The Human Body


When the body is first exposed to an antigen, several days pass before the adaptive immune response becomes active. Immune activity then rises, levels off, and falls. During following exposures to the same antigen, the immune system responds much more quickly and reaches higher levels. Because the first, or primary, immune response is slow, it cannot prevent disease, although it may help in recovery. In contrast, subsequent, or secondary, immune responses usually can prevent disease because the pathogen is detected, attacked, and destroyed before symptoms appear. This complete resistance to disease is called immunity and may be achieved through either active or passive immunization.

A. Active Immunization

Active immunization occurs when a person’s own immune system is activated and generates a primary immune response. Active immunization can be triggered in two ways, either by natural immunization or by vaccination.

In natural immunization, the body contracts a disease and recovers. Because a primary immune response occurs during the illness, the immune system will mount a disease-preventing secondary response every time it is subsequently exposed to the disease. Natural immunization is developed during childhood diseases, such as chicken pox. After having had the disease once, a person is no longer susceptible to it.

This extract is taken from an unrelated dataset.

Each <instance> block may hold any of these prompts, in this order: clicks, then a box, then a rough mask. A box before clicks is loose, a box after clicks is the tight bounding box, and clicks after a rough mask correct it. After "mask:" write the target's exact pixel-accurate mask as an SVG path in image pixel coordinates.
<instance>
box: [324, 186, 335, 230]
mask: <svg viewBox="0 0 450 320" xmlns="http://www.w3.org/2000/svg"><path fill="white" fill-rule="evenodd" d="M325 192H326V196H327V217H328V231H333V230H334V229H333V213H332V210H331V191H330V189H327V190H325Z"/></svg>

Vaccination is intentional immunization against a particular disease by the use of vaccines, substances that are structurally similar to the actual disease-producing agents but that do not produce disease themselves. Most vaccines take one of two forms. The first type of vaccine, such as the vaccines for tetanus and whooping cough, contains chemically killed bacteria or other pathogenic organisms. The other type, such as the oral polio vaccine, contains weakened forms of living organisms that have been genetically selected so they do not produce disease.

B. Passive Immunization

Another way to provide immunity is by means of passive immunization. Passive immunization does not engage the person’s own immune system. Instead, the individual receives antibodies that were created in another person or animal. Such antibodies can be lifesaving when a disease progresses too rapidly for natural immunization to occur. For example, if a person who has not been immunized against tetanus bacteria is exposed to tetanus, the toxin produced by these bacteria would reach a deadly level before a primary immune response could begin. Administering antibodies against tetanus toxin quickly neutralizes the toxin and prevents death.

Passive immunization has two drawbacks: First, the person does not mount an active immune response, so the immunizing effect is temporary and the person is not immune after recovery. Second, if passive immunization is used repeatedly, it occasionally produces side effects.